In an article published by the Central African News Agency, the talent availability and retention is a brake on growth in Africa. Several reports confirm that most African companies face this issue. And until today, there is still little effort, despite the awareness of decision makers. Talent availability is considered as one of the biggest challenges facing business leaders on the continent, where 83 percent of African CEOs say they are concerned about the top skills availability.

A report from EY recently indicated that while African leaders are perceived as performing well in day-to-day operational activities, there should be further development when it comes to managing staff, particularly in terms of retention, productivity and commitment. This is the opinion of Lebo Tseladimitlwa, HR Vice President at DHL Express Sub-Saharan Africa.

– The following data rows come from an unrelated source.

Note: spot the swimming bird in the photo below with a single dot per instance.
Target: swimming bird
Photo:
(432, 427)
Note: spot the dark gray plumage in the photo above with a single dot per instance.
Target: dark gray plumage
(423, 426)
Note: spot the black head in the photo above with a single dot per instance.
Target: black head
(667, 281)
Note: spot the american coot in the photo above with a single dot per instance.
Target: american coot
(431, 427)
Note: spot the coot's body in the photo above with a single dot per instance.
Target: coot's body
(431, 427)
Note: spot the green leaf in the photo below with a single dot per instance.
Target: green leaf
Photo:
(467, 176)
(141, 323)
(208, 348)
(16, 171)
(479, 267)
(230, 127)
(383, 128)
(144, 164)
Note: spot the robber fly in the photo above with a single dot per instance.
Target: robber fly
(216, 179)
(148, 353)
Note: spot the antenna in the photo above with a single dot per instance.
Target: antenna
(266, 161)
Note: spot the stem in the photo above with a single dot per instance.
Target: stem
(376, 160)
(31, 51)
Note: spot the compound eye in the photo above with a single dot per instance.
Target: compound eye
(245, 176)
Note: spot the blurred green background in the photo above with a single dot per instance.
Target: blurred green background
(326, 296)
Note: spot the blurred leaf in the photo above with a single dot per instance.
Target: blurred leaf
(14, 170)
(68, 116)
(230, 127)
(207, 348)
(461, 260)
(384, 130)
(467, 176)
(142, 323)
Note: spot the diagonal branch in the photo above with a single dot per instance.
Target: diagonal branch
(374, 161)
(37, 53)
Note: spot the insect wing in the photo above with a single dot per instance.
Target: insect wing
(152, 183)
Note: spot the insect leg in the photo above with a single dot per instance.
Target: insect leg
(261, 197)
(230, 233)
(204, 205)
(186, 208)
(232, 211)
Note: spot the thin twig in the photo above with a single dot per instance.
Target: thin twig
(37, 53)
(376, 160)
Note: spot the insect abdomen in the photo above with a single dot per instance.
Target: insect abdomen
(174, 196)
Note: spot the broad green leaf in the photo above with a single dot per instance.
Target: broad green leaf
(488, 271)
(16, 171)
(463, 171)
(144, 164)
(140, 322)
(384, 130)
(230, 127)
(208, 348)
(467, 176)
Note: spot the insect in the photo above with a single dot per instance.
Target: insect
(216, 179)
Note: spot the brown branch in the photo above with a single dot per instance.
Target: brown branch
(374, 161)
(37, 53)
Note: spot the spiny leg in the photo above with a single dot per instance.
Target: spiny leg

“Overall, according to the figures, only one in five companies offers additional training to existing staff, which proves that employers are not doing enough to solve the talent shortage issue. In Africa, these efforts are well below those of the rest of the world. As a result, the need for programs is even stronger. “

According to Tseladimitlwa, PwC’s Africa Business Agenda report also reveals that most CEOs expect the number of employees to increase and stabilize in the future. In a competitive African workplace, these statistics indicate that attracting and developing the right skills is essential. In addition, she says, it’s also important to adopt a leadership style that will support and encourage the skills and talents needed for growth.

“In terms of skills, the main issue will no longer be talent availability, but the ability and responsibility of leaders to teach and develop these skills. For Lebo Tseladimitlwa, employers in Africa need to promote an ongoing culture of learning and development and encourage employees to take charge of their destiny.